Right now she was very overwhelmed and afraid for the cats–afraid that they were all going to be killed.
Besides us and Teresa from the Ohio SPCA, the only group that had responded to the lady’s pleas for help was Wyandot County’s Humane Society, which I learned takes in cats from the whole state to get them out of horrible situations. But, because they do that, most of the cats are euthanized.
Carol and I gathered up the four kittens and the mother cat with the two litters and left the property. I had to return in the morning to take any captured cats to Capital for their clinic day on Friday. On our way home, Carol and I stopped at the Union County Humane Society. They took everyone except two of the older kittens that had upper respiratory infections, fearing they would infect the whole shelter.

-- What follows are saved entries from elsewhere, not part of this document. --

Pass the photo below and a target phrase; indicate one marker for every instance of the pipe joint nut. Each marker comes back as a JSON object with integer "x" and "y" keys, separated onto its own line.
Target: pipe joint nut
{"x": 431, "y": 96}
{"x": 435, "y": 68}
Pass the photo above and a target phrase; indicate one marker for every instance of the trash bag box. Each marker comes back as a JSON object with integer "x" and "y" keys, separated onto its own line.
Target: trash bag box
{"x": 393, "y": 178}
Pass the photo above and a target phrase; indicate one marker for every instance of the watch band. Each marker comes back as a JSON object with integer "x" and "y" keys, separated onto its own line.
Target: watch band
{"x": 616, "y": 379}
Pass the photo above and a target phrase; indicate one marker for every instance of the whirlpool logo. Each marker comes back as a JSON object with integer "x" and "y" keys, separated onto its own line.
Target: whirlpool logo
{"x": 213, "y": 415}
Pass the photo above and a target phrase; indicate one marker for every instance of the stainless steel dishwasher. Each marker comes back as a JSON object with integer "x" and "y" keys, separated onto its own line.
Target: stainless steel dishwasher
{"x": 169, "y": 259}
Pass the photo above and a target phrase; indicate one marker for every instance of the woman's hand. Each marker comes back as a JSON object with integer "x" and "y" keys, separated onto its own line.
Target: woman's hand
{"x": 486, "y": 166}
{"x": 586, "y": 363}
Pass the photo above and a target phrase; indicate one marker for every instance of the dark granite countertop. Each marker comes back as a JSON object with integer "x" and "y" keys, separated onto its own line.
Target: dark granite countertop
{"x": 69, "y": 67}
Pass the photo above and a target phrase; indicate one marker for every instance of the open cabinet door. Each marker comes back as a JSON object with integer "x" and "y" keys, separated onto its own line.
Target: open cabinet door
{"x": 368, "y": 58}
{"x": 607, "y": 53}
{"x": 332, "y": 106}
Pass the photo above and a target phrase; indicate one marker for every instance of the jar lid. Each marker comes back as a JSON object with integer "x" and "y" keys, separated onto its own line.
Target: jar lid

When Bobbie and I arrived back the next day, along with a very nice volunteer, Claudia, from Capital, the lady had been able to catch twenty-one cats. One of those, a Maine Coon, went to Noah’s Ark. The lady also gathered up a mother cat who had just had a litter of four kittens the day before. They were so new to this world that their umbilical cords were still attached. They went into foster care with a volunteer from Union County.
Happily, Capital Area was able to fix, vaccinate, and deworm all of the cats, and even give long acting antibiotic shots to several of the cats that had more serious upper respiratory infections. We were able to place nine of them in barn homes and only ten cats returned to the lady’s property.
Within the next few weeks, the lady plans to catch the remaining fifteen cats so they can also be fixed and vaccinated. Capital Area has kindly agreed to also fix all of those for the lady at no charge. I cannot thank Capital Area Humane Society enough for all that they did to help these cats.
The Health Department inspector is also very happy about the situation. While he still wants the number of cats to decrease, he is allowing us more time to work on this very large project.
This story proves that when several people and groups all work together, insurmountable obstacles can be overcome.